Now that the wheels of Legislation are again in motion at Harrisburg, we wish to urge upon our Senators and Representatives there, the necessity of enacting a Personal Liberty Law for this Commonwealth--a law securing to every man within the limits of the State, a right to his person and his liberty. We ask that hunting for men with a view to enslave them be forever prohibited in this State. We ask that the homes and the hearths of the old Keystone, be protected by law from the ravages of the kidnapper, and the plunderings of the manhunter. We perceive that movements toward urging such beneficent and needed legislation are being made in another section. A large and influential Anti-Slavery Convention was recently held in Philadelphia, at which strong resolutions were passed upon the subject, and the circulation of the annexed Petition was recommended:

'To the Senate and House of Representatives of the Commonwealth of Pennsylvania.
We, the undersigned, inhabitants of the State of Pennsylvania, respectfully ask that you will pass a law prohibiting the surrender of any human being claimed as a slave on the soil of Pennsylvania.'

This form of petition is pointed, brief, and embodies correct sentiment. We propose to print blank copies of this Petition, or one of similar import, for circulation in this region of the State. Who will refuse to sign such a paper? We may not succeed in persuading our law-tinkers to act upon our prayer. It is probable that we will not. But we may begin to-day an agitation which one day will culminate in this desirable action. We can put our wishes on record.

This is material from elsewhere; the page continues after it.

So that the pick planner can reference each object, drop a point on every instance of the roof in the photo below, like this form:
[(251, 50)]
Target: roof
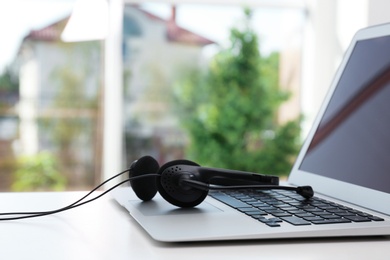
[(48, 33), (175, 33)]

We can give expression to the moral sentiment of the people on this subject. Similar movements are being carried forward in other States, with marked promises of success. We profess to be a Free State--we are not such only in name. Our verdant meadows and smiling hill-sides are all open to the invader who may come hither scenting human blood! Every human being is free by virtue of his birth--free because God made him so. We ask not, then, as some have basely claimed, that no man shall be taken into slavery from this State without a trial by jury. We ask no such absurd and cringing thing. let no man be put on trial in Pennsylvania to ascertain whether he belongs to himself or not! But let us enact, as a sovereign State worthy of the name, that every human being on our soil is free, and shall be protected in his freedom. We owe it to ourselves, to humanity and justice, to honor and consistency, to do this thing.